How I wish they can reproduce the Singapore experience there also... Though I know I am asking for a bit too much :P and this also gets to show how widespread Hongkongers are and how diligently the emigrants try to reproduce their own community while overseas. The dim sum, the milk tea, the yuan yang, are all exactly IDENTICAL to what I can get in HK, even the atmosphere and setting! Now I understand why my mum's relatives can come to the US and survive for 20 years not knowing how to speak English at all. They don't have to essentially...(There are shopkeepers in Chinatown who cannot even speak English properly! That is actually quite terrible isn't it? Yes the US is diverse, but also divided in this sense? How different would it be when compared to Colonial Singapore, where the British, for convenience and simplicity, separated the different races in different regions which in the end built up to the racial riots in the 1960s? Luckily, at least from what I observed, this is not happening to my friends in university...)

Enough of that. In the afternoon we took a bus downtown, toured Millenium Park (with the cool structure in the middle of it), saw Sears Towers from far, passed by Navy Pier without knowing it, walked through North Michigan Ave (a.k.a. The Magnificant Mile), admired the tall buildings and some of the architecture, bought some stuff, and then went to eat again :) This time it was spicy food, Heaven on Seven (600 N. Michigan Ave). Good stuff: Gumbo soup, Shrimp Voodoo Linguini (really A LOT of shrimps; though the nice part is not the shrimp but the sauce). If you are into hot food, try their Shrimp Angry; I didn't eat that but even Wei Hong the chilli king find it a bit difficult to take :P and they have ALL SORTS of hot sauce, the bottles fills up half the table and there is one big wall-shelf all filled with hot sauce bottles. We tried to ask where they all came from, but to no avail, as usual...

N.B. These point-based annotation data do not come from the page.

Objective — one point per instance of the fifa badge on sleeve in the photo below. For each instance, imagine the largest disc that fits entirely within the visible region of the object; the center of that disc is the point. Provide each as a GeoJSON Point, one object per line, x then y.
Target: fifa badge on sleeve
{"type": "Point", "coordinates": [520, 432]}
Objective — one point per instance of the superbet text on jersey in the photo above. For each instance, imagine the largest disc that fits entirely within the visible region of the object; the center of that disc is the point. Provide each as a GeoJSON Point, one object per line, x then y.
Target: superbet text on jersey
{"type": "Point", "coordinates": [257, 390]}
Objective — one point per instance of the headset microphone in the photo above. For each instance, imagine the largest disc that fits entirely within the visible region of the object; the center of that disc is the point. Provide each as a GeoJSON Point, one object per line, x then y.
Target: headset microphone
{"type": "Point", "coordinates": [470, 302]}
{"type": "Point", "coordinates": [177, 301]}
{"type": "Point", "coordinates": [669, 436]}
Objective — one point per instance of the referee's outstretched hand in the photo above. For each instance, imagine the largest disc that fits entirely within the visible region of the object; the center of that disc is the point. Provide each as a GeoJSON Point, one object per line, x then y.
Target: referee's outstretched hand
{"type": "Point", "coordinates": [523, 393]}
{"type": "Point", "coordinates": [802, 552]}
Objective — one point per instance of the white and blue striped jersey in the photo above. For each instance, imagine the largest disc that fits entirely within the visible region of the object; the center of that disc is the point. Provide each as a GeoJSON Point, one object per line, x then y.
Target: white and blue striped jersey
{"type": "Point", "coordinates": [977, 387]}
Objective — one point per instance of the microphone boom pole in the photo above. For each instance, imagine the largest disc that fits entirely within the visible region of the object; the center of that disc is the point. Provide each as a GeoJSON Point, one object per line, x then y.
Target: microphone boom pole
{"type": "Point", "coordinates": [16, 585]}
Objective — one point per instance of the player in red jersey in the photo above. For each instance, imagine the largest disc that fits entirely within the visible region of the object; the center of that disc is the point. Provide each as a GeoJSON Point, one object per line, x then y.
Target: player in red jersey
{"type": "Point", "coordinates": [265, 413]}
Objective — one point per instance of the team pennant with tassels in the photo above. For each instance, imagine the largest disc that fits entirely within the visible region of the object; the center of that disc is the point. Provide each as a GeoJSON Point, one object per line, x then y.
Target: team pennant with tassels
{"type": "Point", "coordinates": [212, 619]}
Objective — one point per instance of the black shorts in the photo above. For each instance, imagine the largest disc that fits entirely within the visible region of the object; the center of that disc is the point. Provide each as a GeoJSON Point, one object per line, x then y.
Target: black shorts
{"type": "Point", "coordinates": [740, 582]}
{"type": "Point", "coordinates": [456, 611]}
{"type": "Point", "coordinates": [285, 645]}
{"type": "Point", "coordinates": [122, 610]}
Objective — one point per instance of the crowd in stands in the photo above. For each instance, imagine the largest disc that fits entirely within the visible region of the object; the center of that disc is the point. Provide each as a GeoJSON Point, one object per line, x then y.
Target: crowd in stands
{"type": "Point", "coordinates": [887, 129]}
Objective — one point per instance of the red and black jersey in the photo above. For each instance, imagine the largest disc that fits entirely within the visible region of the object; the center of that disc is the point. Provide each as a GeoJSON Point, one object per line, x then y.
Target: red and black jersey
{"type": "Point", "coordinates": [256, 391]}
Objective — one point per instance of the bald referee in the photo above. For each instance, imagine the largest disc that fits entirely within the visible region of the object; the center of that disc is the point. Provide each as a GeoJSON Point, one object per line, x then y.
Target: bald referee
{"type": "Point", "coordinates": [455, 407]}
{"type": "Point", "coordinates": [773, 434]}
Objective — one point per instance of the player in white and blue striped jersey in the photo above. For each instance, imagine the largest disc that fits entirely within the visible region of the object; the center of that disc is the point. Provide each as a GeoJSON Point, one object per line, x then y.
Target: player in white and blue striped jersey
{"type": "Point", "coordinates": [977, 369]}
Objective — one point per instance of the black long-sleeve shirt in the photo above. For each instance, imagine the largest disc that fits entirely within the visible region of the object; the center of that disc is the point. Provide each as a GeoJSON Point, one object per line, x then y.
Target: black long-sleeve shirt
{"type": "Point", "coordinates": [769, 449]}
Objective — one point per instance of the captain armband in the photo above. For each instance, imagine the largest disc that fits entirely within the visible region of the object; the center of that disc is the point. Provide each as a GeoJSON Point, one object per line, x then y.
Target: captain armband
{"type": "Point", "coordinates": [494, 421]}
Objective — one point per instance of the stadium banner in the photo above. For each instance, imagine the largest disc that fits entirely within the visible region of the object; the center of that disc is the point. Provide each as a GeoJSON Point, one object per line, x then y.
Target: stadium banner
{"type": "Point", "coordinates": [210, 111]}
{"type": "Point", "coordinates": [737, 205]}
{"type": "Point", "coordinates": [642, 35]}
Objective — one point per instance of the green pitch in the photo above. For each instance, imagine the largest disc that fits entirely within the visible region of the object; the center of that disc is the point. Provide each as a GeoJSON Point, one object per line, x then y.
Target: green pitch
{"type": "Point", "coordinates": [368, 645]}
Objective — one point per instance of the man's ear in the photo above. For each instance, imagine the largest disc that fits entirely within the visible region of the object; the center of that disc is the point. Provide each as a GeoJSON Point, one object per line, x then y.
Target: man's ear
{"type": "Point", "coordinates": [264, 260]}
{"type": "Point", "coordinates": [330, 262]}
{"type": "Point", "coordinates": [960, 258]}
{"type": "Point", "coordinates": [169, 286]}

Then we went movie-hopping (no one cares, everyone does it, so we did). Watched The Prestige and Stranger than Fiction. Both are very good shows, though I find The Prestige better. I have not entered a movie theatre since ORD I think (which shows that, indeed, people in the army are more free...), and hence was too lazy to think about the movie, what it means, what it is supposed to tell me, etc. They are just good. Go and watch them.